Zalcitabine is supplied in 0.750 mg tablets (shown) that are oval, gray, film-coated and imprinted with "HIVID 0.750" on one side and "Roche" on the other side. The drug is also supplied in 0.375 mg tablets that are oval, beige, film-coated and imprinted with "HIVID 0.375" on one side and "Roche" on the other side.
"There can be no more polite dialogue with your company. The community has begun to express its outrage...."
Letter from Treatment Action Group to Hoffmann-LaRoche
"These individuals proceeded to pour red paint, shout obscenities, turn over tables, chairs and generally trash the room. Quite frankly, the action had a chilling effect upon all Roche employees present...."
Letter from Hoffmann-LaRoche to Treatment Action Group
Also known as: ddC
Background and description. When zalcitabine (Hivid) received marketing clearance from the US Food and Drug Administration (FDA) in June 1992, it became the first antiretroviral drug licensed under the accelerated approval process. The drug is produced by Hoffmann-LaRoche. Zalcitabine is a nucleoside reverse transcriptase inhibitor (NRTI). The drug is indicated in combination with other antiretrovirals for the treatment of HIV infection.
Guidelines classification. The Panel on Clinical Practices for the Treatment of HIV Infection classifies zalcitabine as an "alternative" NRTI. Of the 4 dual nucleoside combinations "not recommended" by the US Department of Health and Human Services, zalcitabine is included in 3 of them.
Dose. The recommended dose is one 0.750 mg tablet every 8 hours.
Food restrictions. Zalcitabine may be taken with or without food.
Storage. Tablets should be stored in a tightly closed container and kept at a temperature of 59 [degrees] to 86 [degrees] F.
Side effects and toxicity. Peripheral neuropathy is the toxicity most commonly produced by zalcitabine, occurring in approximately one third of those receiving the drug. The risk of neuropathy is higher in individuals with advanced disease, and the pain can be so severe as to require narcotic analgesics. Prompt discontinuation of the drug usually yields a slow resolution of neuropathy, but in some cases the condition is irreversible.
Fatal pancreatitis has occurred in approximately 1% of those receiving zalcitabine. Other toxicities reported in conjunction with zalcitabine use include lactic acidosis, hepatic failure, oral ulcers, esophageal ulcers and congestive heart failure. As a class, NRTIs have been implicated in damage to mitochondrial DNA and may therefore play a role in the development of metabolic and morphologic abnormalities. Unless faced with a pressing need for rescue therapy, HIV-infected individuals are probably best served by avoiding this drug.
Drug interactions. Zalcitabine should not be used with other agents that can cause peripheral neuropathy or pancreatitis, including didanosine (Videx), stavudine (Zerit) and lamivudine (Epivir). Since zalcitabine is eliminated through the kidneys, dose adjustment is required in individuals with impaired renal function. When administered concomitantly with probenecid (Benemid) or cimetidine (Tagamet), monitor for renal toxicity. Avoid co-administration of Maalox and zalcitabine.

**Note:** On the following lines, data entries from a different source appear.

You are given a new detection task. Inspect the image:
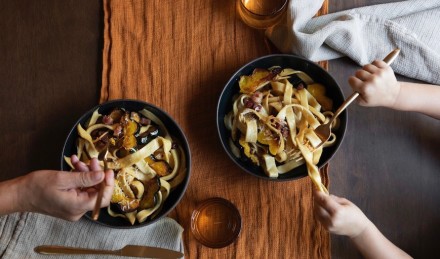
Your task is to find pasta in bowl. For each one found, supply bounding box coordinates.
[62,100,191,228]
[217,54,347,184]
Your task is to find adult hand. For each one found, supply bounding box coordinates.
[18,156,114,221]
[348,60,400,108]
[313,190,372,238]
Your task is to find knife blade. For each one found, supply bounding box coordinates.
[34,245,183,258]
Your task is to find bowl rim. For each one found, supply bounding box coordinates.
[61,99,192,229]
[216,54,348,182]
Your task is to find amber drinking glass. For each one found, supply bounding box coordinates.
[237,0,289,29]
[191,197,241,248]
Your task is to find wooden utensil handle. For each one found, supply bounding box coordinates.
[34,246,118,255]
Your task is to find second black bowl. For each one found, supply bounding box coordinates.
[216,54,347,181]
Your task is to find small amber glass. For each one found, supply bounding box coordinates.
[237,0,289,29]
[191,197,241,248]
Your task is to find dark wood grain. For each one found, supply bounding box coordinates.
[0,0,440,258]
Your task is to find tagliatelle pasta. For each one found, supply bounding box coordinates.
[224,66,336,192]
[64,108,187,225]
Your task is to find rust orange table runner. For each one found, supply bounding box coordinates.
[100,0,330,258]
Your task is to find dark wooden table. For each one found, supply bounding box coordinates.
[0,0,440,258]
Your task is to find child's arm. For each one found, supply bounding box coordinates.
[348,60,440,119]
[313,190,411,259]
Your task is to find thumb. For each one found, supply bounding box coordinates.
[66,171,105,188]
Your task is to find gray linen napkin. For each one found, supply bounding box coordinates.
[266,0,440,84]
[0,213,183,259]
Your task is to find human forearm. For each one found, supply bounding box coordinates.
[0,177,24,215]
[351,222,412,259]
[389,82,440,119]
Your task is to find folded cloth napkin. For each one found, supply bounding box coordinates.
[0,213,183,259]
[266,0,440,84]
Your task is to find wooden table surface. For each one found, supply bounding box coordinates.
[0,0,440,258]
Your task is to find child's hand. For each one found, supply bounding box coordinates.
[348,60,400,108]
[313,190,371,238]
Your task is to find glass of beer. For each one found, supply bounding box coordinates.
[237,0,289,29]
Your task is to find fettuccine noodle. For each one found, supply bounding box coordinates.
[65,109,187,225]
[224,67,336,192]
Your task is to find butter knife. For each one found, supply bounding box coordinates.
[34,245,183,258]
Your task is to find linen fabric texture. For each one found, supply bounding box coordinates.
[266,0,440,84]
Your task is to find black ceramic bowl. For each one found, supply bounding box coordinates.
[61,99,191,228]
[217,54,347,181]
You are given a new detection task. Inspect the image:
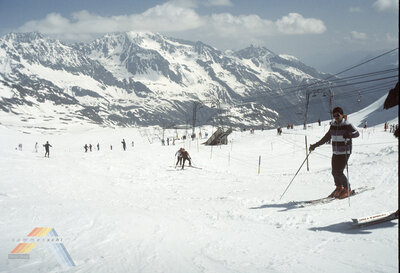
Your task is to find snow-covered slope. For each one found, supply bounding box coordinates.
[0,97,399,273]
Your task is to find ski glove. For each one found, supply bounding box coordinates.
[309,144,318,152]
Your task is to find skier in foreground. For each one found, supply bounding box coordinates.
[181,149,192,170]
[310,107,360,199]
[43,141,53,157]
[175,148,184,168]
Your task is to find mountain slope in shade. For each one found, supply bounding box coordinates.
[0,32,394,127]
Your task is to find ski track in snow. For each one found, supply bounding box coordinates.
[0,120,398,273]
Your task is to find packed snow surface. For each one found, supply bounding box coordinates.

Resistance and cross-resistance. Mutations at positions 65, 69, 74 and 151 are associated with resistance to zalcitabine; however, resistance is slow to emerge. The mutation at position 151 is associated with resistance to the entire NRTI class. The insertion at position 69 can also lead to broad NRTI resistance. In the Delta 1 study, no mutations were identified after 112 weeks among subjects receiving zalcitabine and zidovudine (Retrovir). Prior therapy with lamivudine may confer cross-resistance to zalcitabine.
Clinical data. Although zalcitabine has been studied in trials involving more than 21,000 participants, the data from those trials are largely meaningless in the present-day context of highly active antiretroviral therapy (HAART). Most of the 20 studies of zalcitabine examined combinations of dual nucleoside therapy--rarely prescribed today--and only a few of the trials provided any data on zalcitabine's antiviral activity as measured by reductions in viral load. These limitations reflect the clinical standards and lack of technology at the time zalcitabine was approved.
ACTG 175 found that a combination of zalcitabine plus zidovudine offered improved clinical outcome when compared to zidovudine alone in antiretroviral naive subjects. However, the combination of zalcitabine/ zidovudine was no better than didanosine alone. For study participants with a history of zidovudine use, the combination of zalcitabine/zidovudine offered no clinical benefit compared to continued zidovudine monotherapy. Two other trials, ACTG 229 and ACTG 193A, showed benefit in combining zalcitabine and a protease inhibitor.